Daneben wurde die Unterrichtsverpflichtung für Grundschullehrer als auch für ältere Lehrer abgesenkt. Ein Jahr später lesen wir im Blog des Kultusministeriums zu diesem Paket: „Ziel war es, den Lehrerberuf in Sachsen attraktiver zu machen und die Lehrerversorgung zu verbessern. Nach einem Jahr lässt sich feststellen: Das Maßnahmenpaket hat seine volle Wirkung entfaltet.“

Natürlich haben jene Lehrer, die die Möglichkeit zur Höhergruppierung hatten, diese auch genutzt. Natürlich haben sich Referendare gern besser bezahlen lassen. Natürlich haben über 500 Lehrer, die noch nicht das 63. Lebensjahr erreicht hatten, eine Bindungszulage beantragt. Und natürlich lassen sich Lehrkräfte gern ihre Überstunden bezahlen.

Allerdings gab es nur 14 Lehrer aus anderen Bundesländern, die nach Sachsen gelockt werden konnten. Auch haben fast 650 Lehrer von Teilzeitbeschäftigung auf Vollzeit erhöht. Um wie viele zusätzliche Stunden, also letztlich Lehrerarbeitsvermögen, es sich gehandelt hat, war in dem Blog leider nicht zu lesen. Die volle Wirkung war also offensichtlich nicht ausreichend.

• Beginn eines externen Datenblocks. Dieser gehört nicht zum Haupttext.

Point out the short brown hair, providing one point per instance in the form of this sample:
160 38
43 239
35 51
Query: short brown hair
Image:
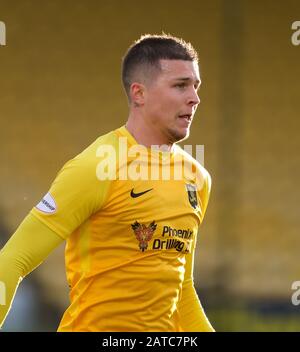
146 52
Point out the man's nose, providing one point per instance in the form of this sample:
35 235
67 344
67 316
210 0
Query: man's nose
193 98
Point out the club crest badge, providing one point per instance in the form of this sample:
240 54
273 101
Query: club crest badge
143 233
192 194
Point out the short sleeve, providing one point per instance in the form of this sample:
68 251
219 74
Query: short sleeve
74 196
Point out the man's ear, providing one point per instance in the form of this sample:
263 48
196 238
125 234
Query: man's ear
137 94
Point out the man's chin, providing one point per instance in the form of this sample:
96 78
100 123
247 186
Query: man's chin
179 136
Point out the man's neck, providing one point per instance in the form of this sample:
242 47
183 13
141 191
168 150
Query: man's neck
146 134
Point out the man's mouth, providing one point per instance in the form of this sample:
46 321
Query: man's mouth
187 117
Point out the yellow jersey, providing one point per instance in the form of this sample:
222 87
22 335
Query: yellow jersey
130 215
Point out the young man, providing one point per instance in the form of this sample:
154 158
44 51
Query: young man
129 211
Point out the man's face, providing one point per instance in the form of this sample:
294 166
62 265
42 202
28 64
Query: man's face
171 99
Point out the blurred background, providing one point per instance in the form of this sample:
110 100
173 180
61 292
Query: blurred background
60 88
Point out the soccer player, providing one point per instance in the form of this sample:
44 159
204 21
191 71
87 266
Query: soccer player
129 207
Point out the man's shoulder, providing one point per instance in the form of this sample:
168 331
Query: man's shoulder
190 159
109 139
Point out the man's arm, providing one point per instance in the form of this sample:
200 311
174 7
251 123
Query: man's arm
32 242
192 315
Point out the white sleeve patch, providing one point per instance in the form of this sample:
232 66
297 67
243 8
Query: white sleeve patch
47 204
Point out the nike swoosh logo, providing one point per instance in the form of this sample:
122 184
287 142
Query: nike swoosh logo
135 195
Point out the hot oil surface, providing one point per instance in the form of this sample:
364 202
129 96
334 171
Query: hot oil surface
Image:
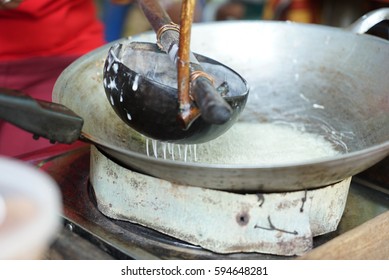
250 143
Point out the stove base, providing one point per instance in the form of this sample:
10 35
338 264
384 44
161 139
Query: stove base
222 222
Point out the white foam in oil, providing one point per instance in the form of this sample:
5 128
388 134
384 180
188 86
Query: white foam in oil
251 143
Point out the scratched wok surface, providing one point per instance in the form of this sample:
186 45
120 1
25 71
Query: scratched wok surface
339 70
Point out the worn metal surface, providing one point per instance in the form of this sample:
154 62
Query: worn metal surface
223 222
124 240
327 80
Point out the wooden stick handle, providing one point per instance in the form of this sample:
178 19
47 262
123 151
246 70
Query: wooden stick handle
214 109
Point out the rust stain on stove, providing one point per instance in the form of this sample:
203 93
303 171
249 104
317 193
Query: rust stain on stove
243 218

Im März 2018 beschloss das Kabinett deshalb ein weiteres Handlungsprogramm mit einem Volumen von 1,7 Milliarden Euro. Dieses zweite Maßnahmenpaket – es soll nun um die nachhaltige Sicherung der Bildungsqualität in Sachsen gehen – soll es jetzt werden. Ich zitiere aus einer Pressemitteilung des Kultusministeriums bzw. aus dem Handlungsprogramm selbst: „Wir haben ein Handlungsprogramm, das an den richtigen Stellschrauben ansetzt.“ Oder „Gleichzeitig haben wir vielfältige Maßnahmen beschlossen, um die Lehrkräfte wertzuschätzen und zu entlasten.“ Weiterhin lesen wir von finanziellen Maßnahmen zur Steigerung der Attraktivität des Lehrerberufes. Dazu zählen Verbeamtung, Einstellungsgarantie, Anwärtersonderzuschlag, Beförderungsstellen oder

Anpassung der Schulleitungsämter; und wir lesen von strukturellen Maßnahmen zur Steigerung der Attraktivität des Lehrerberufes. Dazu gehören die Programme Seniorlehrkräfte, Schulassistenz, Flexi-Teilzeit, mehr Geld für Ganztagsangebote oder auch die Überarbeitung der Lehrpläne und Stundentafeln.